令和7年度税制改正により、令和8年11月から免税対象物品販売における消費税の取り扱いが大きく変わります。今回は消費税免税制度の見直しについて改正前後の内容を簡単に解説します。

改正前

免税要件を満たした購入対象者に対してあらかじめ物品を免税価格(税抜金額)で販売し、出国時の税関検査で国外への持ち出しが確認できない場合に、消費税相当額を徴収しています。
現行制度の下では、外国人旅行者の増加に伴い免税購入品の横流し・転売といった不正利用が問題となっています。

改正後:「リファンド方式」へ

消費税相当額を含めた価格(税込金額)で免税対象物品を販売し、出国時に持ち出しが確認された場合に、輸出物品販売場を経営する事業者から免税購入対象者へ消費税相当額が返金される流れに変わります。

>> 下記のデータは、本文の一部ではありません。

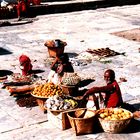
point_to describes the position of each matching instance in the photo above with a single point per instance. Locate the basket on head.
(55, 47)
(82, 120)
(114, 125)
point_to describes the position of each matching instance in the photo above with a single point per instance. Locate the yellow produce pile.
(114, 114)
(47, 90)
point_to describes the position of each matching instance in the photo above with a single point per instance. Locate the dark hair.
(111, 73)
(64, 57)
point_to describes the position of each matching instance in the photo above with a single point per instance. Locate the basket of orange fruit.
(114, 120)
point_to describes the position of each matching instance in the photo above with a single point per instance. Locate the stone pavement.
(81, 30)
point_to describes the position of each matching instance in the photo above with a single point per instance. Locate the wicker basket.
(115, 126)
(54, 51)
(81, 125)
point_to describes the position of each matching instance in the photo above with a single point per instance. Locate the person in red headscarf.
(25, 65)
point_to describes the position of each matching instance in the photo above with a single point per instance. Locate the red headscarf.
(26, 63)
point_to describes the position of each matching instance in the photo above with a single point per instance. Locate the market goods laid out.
(63, 109)
(60, 103)
(47, 90)
(112, 120)
(55, 47)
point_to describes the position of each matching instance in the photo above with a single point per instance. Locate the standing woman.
(60, 65)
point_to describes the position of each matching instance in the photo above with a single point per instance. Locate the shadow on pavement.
(4, 51)
(7, 23)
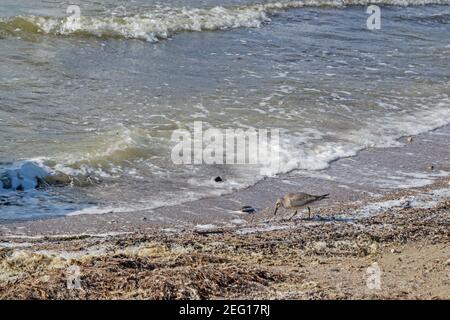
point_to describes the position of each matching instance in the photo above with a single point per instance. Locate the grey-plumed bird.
(297, 201)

免税購入対象者は、購入日から90日以内の出国時に旅券等を提示して税関長の確認を受ける必要があります。税関長の確認後は国税庁の税販売管理システムを通じて税関と事業者間で購入情報が共有され、事業者が免税購入対象者の購入記録情報と税関確認情報を保存することで免税の適用を受けることができます。事業者は情報の確認後に消費税相当額を返金(=リファンド)することとなります。

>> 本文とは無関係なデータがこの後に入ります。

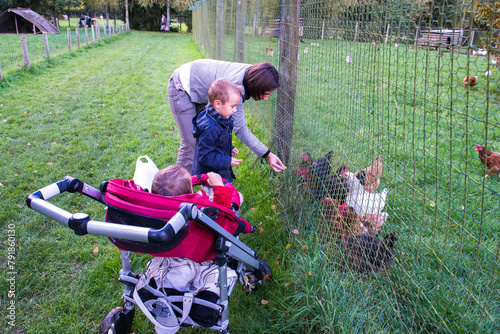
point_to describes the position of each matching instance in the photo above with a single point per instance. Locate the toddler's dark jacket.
(214, 145)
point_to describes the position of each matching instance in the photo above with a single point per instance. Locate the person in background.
(188, 93)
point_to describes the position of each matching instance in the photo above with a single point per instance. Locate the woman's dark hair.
(261, 78)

リファンド方式は令和8年11月1日以後に行われる免税対象物品の譲渡等から適用される予定です。



 上記改正と同時に、一般物品と消耗品の区分廃止、同一店舗での購入限度額(1日50万円)の撤廃、特殊包装の不要化等も実施される見込みです。詳細は国税庁ホームページをご参照いただけます。
 免税店を営む事業者には大きな影響がありますので、今回の改正内容をしっかり抑えておきましょう。